The 9-year-old company, whose flagship network management software has an installed base of about 40,000 copies despite its not having done any marketing, upgraded its set of network management utilities with new NetFlow analysis and support for SNMP V3 and Microsoft's Windows Vista.

"We build products by engineers, for engineers, and sell over the Web at low price points. We have a strong brand name amongst network engineers without the fanfare because of word of mouth," said Kenny Van Zant, chief product strategist for SolarWinds Network Management Solutions, in Austin, Texas.

"I ran into them about five years ago. At the time I needed a little extra help to maintain the different network nodes I had. Their tool set had a unique mix of Cisco-specific and generic tools, and it fit the bill," said longtime user Scott Andrews, senior network engineer at Network Engineering and Support Group in Lakewood, Wash.

The Engineer's Toolset gathers availability and performance data about the network using several mechanisms, including ICMP, SNMP, DNS (Domain Name System) and Syslog. The diagnostic data it collects is automatically stored in a database for additional analysis.

Van Zant described it as a "Swiss Army Knife for the network engineer. It has 48 different utilities that do network discovery, diagnostics, monitoring, configuration management—everything you want to do in real time as a network manager," he said.

The tool set is typically used with other monitoring systems such as Hewlett-Packard's OpenView Network Node Manager. "Once you spot a problem you use the toolset to debug it in real time," Van Zant said.

The new NetFlow support allows the Engineer's Toolset to gather captured traffic flow statistics, including bandwidth usage and consumption by protocol, application and individual user.

"Maybe a router interface is congested, so you can jump in and with a couple of clicks see what's going on in that interface. There's no need for an expensive server to do that data collection," Van Zant said.

To read more about Neon Software's LANsurveyor, click here.

"I do lot of SNMP monitoring, but it misses the granularity you get with NetFlow information," said Andrews, who described SolarWinds' implementation as "pretty good." He is beta testing the new release.

Andrews, who said he uses the Toolset at least every other day if not more often, was pleased to see the SNMP V3 support and described the latest version as "a lot more polished now."

Engineer's Toolset 9.0 is available now for $995 plus maintenance.

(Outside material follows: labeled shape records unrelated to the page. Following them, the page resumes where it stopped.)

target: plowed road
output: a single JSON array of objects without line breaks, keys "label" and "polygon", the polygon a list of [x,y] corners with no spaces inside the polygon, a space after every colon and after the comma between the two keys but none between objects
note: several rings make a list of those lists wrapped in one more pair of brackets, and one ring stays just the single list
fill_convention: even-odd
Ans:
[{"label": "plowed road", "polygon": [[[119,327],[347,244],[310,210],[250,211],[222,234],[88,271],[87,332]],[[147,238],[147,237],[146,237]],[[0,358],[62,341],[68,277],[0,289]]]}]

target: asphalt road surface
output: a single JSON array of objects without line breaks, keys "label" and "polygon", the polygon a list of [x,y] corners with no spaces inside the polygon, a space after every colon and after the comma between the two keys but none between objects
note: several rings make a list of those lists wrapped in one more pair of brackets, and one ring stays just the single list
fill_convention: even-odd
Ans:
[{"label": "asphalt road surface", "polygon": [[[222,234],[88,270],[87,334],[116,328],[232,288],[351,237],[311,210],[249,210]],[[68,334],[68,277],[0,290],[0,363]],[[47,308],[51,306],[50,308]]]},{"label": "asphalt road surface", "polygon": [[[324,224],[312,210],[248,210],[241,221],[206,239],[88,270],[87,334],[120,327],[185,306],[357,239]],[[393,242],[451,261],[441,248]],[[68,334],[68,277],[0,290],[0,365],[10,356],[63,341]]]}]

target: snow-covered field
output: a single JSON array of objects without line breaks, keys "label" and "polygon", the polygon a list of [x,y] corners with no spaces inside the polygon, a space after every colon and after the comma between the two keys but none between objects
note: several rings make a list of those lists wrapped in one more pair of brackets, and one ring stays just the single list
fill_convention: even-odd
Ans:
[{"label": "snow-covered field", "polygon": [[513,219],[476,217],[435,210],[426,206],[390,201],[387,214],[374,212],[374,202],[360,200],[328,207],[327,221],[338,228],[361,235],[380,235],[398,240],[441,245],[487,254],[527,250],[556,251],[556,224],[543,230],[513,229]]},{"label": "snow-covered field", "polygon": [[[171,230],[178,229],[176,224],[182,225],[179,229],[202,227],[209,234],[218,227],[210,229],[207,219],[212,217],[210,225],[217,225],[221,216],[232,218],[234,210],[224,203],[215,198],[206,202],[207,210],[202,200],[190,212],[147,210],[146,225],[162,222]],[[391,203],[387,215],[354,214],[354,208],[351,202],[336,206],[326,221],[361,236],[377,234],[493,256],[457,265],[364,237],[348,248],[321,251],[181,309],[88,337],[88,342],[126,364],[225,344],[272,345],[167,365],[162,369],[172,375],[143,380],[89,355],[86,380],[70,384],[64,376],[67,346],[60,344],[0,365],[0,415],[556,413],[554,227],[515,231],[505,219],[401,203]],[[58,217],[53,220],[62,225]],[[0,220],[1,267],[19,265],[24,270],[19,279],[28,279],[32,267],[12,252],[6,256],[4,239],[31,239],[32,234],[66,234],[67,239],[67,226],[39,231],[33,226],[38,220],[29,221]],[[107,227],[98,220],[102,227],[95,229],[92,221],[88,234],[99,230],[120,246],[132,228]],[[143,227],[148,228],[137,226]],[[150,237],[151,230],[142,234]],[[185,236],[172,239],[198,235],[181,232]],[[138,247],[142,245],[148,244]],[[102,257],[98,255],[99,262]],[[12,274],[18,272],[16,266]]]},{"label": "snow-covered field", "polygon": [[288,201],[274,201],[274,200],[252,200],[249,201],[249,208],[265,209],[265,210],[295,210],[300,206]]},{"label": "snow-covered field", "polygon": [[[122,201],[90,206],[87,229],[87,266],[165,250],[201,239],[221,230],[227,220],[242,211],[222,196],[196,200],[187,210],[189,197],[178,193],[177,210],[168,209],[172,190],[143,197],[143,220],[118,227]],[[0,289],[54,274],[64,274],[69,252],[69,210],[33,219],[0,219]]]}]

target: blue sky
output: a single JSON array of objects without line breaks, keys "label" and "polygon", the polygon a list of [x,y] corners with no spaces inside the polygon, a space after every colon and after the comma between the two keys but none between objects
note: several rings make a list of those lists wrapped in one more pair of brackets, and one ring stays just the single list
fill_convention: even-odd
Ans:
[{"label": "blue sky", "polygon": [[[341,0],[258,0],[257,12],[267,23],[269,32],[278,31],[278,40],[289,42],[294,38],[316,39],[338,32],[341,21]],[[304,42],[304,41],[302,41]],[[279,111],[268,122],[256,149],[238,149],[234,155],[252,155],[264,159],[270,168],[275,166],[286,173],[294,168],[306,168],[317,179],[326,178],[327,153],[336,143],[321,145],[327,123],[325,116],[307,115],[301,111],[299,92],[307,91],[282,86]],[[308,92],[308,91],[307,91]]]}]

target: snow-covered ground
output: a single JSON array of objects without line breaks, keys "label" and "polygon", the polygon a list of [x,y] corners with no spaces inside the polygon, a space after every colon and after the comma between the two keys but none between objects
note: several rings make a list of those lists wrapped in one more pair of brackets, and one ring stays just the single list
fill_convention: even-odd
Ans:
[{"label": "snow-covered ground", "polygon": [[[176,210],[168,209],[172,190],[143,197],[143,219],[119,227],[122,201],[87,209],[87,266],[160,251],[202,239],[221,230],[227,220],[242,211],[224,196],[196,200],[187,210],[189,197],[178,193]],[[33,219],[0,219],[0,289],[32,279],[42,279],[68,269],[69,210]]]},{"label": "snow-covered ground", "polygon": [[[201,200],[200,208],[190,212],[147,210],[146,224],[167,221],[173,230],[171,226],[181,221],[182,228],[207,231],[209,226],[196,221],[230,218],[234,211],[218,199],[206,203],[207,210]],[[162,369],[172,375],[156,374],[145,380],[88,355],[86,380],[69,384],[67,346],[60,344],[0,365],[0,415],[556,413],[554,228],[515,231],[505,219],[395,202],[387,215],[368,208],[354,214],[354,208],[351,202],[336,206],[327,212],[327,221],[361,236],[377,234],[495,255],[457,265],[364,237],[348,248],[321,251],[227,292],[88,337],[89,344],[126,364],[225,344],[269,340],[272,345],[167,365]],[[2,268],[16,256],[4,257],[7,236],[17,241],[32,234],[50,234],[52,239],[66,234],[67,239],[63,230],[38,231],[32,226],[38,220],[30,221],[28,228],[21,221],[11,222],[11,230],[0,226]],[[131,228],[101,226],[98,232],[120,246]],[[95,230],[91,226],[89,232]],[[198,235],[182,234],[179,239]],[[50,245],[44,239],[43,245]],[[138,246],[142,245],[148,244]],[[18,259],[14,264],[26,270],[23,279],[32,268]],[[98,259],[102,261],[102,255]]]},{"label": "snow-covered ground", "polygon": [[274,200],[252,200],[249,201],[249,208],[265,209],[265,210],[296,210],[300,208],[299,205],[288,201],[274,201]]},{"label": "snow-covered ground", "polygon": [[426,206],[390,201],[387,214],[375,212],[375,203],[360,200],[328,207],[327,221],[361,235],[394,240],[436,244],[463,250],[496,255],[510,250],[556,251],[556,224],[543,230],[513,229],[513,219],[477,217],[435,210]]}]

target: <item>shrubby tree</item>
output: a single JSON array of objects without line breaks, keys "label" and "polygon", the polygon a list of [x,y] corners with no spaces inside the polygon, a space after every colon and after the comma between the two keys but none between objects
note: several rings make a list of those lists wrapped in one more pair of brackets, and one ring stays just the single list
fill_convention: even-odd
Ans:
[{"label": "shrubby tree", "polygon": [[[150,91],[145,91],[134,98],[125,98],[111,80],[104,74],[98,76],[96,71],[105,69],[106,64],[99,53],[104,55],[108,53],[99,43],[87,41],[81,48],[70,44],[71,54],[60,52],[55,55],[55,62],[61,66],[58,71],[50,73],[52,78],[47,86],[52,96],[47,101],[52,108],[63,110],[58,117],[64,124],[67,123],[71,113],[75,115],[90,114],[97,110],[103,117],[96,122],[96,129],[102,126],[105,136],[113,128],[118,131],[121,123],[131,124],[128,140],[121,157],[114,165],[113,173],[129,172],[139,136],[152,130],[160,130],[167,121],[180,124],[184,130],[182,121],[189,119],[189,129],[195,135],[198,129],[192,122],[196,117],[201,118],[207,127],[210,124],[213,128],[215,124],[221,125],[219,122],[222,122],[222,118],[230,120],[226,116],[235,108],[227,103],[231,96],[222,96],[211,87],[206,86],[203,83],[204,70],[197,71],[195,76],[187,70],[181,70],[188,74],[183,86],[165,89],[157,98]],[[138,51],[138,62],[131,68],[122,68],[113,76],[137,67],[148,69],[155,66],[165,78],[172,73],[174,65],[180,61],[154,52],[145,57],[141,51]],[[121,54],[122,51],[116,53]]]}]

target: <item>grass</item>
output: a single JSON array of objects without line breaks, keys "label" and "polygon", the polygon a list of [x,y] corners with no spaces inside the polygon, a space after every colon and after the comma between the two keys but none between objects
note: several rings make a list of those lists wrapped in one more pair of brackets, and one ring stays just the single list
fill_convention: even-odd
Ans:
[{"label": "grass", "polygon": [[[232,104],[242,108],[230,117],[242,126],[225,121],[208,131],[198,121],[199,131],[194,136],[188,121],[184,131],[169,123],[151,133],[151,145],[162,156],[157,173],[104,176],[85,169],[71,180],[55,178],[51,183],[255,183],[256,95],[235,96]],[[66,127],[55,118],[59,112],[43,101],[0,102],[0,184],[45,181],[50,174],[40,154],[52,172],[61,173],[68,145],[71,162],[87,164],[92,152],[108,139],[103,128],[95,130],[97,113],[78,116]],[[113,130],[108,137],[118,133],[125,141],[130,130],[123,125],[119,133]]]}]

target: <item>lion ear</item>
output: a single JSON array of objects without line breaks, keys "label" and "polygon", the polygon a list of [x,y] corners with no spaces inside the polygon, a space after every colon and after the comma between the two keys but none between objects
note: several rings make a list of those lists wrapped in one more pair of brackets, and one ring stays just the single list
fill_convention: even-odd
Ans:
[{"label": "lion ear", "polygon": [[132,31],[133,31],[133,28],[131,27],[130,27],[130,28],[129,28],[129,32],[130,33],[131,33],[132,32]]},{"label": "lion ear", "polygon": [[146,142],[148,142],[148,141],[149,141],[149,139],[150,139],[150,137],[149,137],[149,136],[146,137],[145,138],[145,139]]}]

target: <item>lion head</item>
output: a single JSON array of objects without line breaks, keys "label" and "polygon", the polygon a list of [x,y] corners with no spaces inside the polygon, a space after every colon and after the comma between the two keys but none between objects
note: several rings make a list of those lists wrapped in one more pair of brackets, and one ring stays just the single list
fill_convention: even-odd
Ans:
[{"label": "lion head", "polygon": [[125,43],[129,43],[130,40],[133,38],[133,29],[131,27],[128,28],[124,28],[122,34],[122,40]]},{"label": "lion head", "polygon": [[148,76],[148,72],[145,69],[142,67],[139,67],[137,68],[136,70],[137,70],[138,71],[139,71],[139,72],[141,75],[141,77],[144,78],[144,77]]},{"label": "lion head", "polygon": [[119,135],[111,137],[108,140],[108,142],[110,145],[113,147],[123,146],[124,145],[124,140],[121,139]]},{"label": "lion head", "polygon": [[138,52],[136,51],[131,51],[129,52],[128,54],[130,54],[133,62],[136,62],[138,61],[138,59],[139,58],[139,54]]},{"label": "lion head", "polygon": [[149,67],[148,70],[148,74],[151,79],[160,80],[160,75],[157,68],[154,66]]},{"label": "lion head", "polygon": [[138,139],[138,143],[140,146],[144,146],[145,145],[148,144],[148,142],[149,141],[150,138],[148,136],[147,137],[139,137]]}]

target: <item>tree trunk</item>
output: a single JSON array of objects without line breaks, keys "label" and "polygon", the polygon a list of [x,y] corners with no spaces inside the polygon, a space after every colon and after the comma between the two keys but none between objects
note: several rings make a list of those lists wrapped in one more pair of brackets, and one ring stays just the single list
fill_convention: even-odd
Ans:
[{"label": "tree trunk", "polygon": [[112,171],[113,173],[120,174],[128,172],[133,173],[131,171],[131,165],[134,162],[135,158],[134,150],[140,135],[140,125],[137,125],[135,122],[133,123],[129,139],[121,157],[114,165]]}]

SolarWinds on May 21 at Interop will also announce that it has acquired privately held Neon Software, which is best known for its LANsurveyor network asset discovery, mapping and topology visualization offering.

"It's about documenting what the network looks like for an accurate topology map of the network. It can say what switch port every device is connected to," Van Zant said.

LANsurveyor 10.0, a new version of the tool, is available from SolarWinds now. It was enhanced to provide real-time updates with continuous scan, support for new discovery mechanisms including SNMP V 2 and V 3 as well as Active Directory, automated Visio diagram generation and spanning tree support. It is priced at $1,995.